Learning with groups of sequential data


Say I have a data set such as the following:

person, Time, Value, Event
person1, 2010-07-02 00:00:00, 5.4, 0
person2, 2010-07-02 10:00:00, 12.7, 0

We have a current model in place at work that doesn't take into account the temporal aspect of our data. In that implementation, the model was trained with only unique values for 'person', and it throws away the time variable. However, it has come to our attention that we can look at our data as a sequence instead. This starting time is unique for each person, and clearly associated with only that person, so merely pretending each person is independent and just treating each row as an individual data point wouldnt make any sense. The following is what I've restructured the data as:

person, Time, Value, Event
person1, 2010-07-02 00:00:00, 5.4, 0
person1, 2010-07-02 00:00:15, 3.6, 0
person1, 2010-07-02 00:00:30, 2.4, 0
person2, 2010-07-02 10:00:00, 12.7, 0
person2, 2010-07-02 10:01:15, 12.8, 0
person2, 2010-07-02 10:01:30, 13.1, 1

This sequence for each person would continue until and 'event' or 'non-event'. I'm totally unfamiliar with machine learning on time series data. All of the examples I've read with different models treat the data as one big sequence corresponding to one entity, while our data clearly doesn't work like that. Is the way I've structured the data the right way to approach a time series model? And if so, what would be an appropriate model to consider?

Boudewijn Aasman

Posted 2017-02-06T01:57:55.603

Reputation: 133

Does every single person have the same time period?
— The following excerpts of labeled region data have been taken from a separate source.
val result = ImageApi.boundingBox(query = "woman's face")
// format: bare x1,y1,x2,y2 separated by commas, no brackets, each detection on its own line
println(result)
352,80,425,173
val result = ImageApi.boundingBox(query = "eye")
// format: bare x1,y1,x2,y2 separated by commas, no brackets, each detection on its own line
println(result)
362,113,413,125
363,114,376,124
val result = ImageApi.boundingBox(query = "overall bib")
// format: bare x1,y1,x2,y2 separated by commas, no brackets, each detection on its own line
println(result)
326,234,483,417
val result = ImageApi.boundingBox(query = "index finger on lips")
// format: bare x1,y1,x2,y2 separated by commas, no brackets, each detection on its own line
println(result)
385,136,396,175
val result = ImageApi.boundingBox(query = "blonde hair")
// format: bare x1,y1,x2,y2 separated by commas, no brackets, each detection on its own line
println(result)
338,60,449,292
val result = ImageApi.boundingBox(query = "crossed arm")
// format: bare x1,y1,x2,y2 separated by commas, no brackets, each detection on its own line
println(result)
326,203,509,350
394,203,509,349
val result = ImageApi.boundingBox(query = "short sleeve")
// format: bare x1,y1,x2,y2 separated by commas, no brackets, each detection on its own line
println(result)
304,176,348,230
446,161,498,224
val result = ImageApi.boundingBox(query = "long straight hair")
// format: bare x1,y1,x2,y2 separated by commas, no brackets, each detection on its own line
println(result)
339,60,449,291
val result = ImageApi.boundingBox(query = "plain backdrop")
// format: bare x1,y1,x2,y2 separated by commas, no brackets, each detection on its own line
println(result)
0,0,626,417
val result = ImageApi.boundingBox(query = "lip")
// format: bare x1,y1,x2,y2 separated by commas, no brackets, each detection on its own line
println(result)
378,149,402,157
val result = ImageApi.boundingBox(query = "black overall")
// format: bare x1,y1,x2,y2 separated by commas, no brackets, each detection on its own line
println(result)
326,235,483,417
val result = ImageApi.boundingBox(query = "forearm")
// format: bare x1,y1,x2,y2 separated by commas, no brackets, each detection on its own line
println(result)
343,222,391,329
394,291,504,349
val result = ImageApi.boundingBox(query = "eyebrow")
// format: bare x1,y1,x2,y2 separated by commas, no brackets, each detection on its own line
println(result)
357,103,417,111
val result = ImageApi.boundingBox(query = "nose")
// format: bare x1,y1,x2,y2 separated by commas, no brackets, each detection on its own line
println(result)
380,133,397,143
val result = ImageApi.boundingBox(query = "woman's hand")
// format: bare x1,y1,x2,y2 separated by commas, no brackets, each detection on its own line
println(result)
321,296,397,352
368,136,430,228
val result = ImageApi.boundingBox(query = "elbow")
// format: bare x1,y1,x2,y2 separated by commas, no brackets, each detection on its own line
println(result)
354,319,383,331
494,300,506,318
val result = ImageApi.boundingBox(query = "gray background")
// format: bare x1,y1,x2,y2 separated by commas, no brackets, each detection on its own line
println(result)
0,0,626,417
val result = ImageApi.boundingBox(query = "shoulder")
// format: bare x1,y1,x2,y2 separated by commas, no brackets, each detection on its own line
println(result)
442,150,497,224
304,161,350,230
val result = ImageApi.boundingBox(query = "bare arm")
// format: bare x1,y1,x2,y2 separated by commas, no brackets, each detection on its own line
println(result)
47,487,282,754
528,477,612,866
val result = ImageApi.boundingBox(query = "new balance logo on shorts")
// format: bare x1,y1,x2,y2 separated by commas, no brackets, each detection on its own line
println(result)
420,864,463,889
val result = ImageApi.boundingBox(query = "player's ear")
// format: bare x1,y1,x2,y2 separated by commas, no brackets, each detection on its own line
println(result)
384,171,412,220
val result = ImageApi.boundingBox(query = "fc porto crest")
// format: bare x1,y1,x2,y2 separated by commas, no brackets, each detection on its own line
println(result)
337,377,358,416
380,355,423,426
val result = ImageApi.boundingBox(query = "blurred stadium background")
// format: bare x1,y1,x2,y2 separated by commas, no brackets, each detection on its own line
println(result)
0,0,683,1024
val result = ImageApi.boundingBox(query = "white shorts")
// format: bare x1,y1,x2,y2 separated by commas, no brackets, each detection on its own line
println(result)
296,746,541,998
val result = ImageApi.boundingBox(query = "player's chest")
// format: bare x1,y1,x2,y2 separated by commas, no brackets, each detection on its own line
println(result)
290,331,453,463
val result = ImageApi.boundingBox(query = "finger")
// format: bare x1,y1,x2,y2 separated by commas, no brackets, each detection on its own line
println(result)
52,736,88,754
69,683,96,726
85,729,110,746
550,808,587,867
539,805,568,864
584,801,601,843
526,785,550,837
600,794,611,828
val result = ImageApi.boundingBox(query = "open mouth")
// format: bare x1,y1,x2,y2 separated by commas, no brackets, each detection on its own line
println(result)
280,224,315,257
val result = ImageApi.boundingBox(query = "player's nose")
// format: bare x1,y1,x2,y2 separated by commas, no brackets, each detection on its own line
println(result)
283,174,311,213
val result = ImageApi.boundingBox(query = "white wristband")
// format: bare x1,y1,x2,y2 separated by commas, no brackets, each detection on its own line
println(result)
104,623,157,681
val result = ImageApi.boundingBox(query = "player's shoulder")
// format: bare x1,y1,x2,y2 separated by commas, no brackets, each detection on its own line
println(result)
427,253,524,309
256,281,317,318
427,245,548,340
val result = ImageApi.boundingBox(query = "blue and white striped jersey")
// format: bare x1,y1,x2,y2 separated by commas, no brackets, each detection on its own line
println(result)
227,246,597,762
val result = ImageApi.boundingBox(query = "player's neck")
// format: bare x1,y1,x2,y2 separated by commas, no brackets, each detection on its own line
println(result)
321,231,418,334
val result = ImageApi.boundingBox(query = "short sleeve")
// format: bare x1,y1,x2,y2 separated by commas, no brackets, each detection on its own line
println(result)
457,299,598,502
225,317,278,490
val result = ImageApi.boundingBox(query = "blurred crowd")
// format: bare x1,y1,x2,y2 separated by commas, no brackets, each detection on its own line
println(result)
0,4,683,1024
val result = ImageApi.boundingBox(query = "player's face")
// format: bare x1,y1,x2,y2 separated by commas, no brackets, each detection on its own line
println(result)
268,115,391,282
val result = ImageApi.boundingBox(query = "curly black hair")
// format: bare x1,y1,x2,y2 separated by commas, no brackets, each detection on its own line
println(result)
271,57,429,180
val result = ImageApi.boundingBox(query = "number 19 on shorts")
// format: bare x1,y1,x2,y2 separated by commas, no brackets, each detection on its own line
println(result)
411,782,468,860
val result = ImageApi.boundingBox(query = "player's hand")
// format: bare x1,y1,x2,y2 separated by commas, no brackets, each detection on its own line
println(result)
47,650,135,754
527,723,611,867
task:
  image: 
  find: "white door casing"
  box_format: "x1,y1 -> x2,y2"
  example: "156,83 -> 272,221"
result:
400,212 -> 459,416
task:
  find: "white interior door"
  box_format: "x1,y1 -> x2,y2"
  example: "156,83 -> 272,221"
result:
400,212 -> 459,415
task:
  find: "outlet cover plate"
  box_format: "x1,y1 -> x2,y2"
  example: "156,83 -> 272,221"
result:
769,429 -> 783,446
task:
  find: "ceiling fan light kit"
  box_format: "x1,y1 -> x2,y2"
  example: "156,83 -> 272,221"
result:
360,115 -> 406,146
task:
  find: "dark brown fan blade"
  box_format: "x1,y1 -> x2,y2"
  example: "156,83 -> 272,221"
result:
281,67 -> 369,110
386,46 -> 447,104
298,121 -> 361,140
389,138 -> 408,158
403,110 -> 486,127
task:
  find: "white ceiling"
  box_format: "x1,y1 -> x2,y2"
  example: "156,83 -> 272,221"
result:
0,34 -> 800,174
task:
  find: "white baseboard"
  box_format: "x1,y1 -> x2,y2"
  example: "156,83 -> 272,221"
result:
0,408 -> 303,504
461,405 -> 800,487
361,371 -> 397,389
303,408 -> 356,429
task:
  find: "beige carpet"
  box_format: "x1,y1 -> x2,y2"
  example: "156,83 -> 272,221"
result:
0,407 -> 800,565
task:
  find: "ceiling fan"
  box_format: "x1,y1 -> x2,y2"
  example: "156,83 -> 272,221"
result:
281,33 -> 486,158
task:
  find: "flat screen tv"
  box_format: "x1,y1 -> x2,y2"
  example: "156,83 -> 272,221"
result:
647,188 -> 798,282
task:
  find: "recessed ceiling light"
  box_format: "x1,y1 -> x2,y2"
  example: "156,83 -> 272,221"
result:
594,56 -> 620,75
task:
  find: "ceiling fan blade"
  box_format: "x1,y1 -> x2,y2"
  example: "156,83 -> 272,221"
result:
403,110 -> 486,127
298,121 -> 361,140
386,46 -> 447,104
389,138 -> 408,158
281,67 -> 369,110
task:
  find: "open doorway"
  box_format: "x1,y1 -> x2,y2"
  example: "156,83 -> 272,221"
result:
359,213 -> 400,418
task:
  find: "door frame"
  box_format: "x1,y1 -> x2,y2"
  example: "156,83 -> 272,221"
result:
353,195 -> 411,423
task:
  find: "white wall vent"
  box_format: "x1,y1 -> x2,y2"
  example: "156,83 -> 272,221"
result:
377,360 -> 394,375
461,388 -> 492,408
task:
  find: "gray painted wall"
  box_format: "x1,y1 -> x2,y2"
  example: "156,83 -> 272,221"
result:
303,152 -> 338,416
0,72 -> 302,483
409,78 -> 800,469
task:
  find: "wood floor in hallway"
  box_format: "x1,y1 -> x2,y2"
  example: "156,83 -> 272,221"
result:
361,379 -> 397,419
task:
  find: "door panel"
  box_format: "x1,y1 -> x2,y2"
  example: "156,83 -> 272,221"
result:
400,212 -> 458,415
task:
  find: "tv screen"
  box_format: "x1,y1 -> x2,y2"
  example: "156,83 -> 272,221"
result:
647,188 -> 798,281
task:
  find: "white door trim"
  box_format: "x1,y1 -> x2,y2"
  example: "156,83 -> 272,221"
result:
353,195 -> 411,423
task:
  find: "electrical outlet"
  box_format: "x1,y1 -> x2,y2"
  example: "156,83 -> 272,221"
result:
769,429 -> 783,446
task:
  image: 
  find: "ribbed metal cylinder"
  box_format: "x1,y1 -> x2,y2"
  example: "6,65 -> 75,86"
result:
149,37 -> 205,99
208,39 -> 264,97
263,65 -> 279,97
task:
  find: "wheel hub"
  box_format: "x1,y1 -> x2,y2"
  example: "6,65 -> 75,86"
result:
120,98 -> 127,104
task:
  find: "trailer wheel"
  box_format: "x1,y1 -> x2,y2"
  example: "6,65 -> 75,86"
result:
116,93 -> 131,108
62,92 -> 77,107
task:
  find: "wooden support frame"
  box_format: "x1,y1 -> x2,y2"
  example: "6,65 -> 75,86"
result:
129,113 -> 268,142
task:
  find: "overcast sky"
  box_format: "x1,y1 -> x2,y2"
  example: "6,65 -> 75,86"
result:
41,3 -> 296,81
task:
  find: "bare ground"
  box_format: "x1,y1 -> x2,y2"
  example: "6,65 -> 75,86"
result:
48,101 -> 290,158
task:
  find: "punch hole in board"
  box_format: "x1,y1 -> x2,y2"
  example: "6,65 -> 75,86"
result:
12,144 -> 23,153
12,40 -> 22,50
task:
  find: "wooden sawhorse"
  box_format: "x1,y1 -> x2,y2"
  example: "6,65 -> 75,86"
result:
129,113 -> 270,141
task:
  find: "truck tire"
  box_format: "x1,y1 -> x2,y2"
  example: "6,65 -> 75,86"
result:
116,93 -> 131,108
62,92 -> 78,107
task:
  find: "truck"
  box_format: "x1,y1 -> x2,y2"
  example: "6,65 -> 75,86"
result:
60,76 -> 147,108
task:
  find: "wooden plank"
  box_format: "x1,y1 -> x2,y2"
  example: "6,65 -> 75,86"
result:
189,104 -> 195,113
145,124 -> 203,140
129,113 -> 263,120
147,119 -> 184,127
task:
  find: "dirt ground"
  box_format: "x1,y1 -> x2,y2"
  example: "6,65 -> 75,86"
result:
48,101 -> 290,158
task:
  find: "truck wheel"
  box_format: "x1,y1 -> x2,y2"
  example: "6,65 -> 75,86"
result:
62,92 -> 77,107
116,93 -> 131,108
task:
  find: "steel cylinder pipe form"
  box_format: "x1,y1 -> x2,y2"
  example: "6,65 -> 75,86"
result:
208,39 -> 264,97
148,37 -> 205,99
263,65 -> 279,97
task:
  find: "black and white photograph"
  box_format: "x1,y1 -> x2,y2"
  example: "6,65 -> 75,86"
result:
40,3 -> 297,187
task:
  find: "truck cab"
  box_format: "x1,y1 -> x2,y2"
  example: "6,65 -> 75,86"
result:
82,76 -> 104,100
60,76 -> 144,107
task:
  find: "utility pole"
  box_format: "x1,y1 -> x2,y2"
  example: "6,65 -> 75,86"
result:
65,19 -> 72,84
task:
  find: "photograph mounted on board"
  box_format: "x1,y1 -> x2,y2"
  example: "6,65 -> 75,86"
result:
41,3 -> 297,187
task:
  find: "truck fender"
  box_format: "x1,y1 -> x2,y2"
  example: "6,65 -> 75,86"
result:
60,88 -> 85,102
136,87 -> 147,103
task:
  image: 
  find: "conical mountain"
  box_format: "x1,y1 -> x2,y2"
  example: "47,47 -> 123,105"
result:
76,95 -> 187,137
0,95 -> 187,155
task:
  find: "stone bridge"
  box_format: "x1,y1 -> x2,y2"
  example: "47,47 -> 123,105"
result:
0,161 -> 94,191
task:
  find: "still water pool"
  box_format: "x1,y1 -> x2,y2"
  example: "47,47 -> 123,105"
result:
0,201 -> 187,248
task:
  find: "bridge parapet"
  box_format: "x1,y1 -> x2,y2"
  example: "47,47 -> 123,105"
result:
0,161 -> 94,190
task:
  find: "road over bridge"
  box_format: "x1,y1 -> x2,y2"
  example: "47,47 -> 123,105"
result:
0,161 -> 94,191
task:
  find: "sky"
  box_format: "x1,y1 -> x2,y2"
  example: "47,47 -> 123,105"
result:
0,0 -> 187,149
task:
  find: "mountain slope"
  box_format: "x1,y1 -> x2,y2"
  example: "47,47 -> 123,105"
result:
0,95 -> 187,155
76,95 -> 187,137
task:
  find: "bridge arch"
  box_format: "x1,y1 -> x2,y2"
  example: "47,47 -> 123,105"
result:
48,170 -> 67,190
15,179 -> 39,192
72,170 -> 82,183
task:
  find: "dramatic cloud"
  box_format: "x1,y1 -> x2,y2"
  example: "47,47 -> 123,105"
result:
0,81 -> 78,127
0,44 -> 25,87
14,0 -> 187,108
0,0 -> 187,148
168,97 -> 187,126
For example each person has exactly 3 different Time values from 2010-07-20 00:00:00 to 2010-07-02 00:00:30. – Icyblade – 2017-02-06T03:37:45.497

No, that is just coincidence from when I was creating the fake data too quickly. – Boudewijn Aasman – 2017-02-06T14:36:58.030



The data that you are showing is typical survival data. If you want to model the event depending on time and value you should look into survival models with time dependent covariates. If you want to do this without any assumptions on the distribution you can start with a Kaplan Meier estimate as explained here. If you want to use parametric models you can look at Weibull or Gamma regression.

If you are new to this topic I can highly recommend to browse the examples of the packages in the CRAN Survival Task View.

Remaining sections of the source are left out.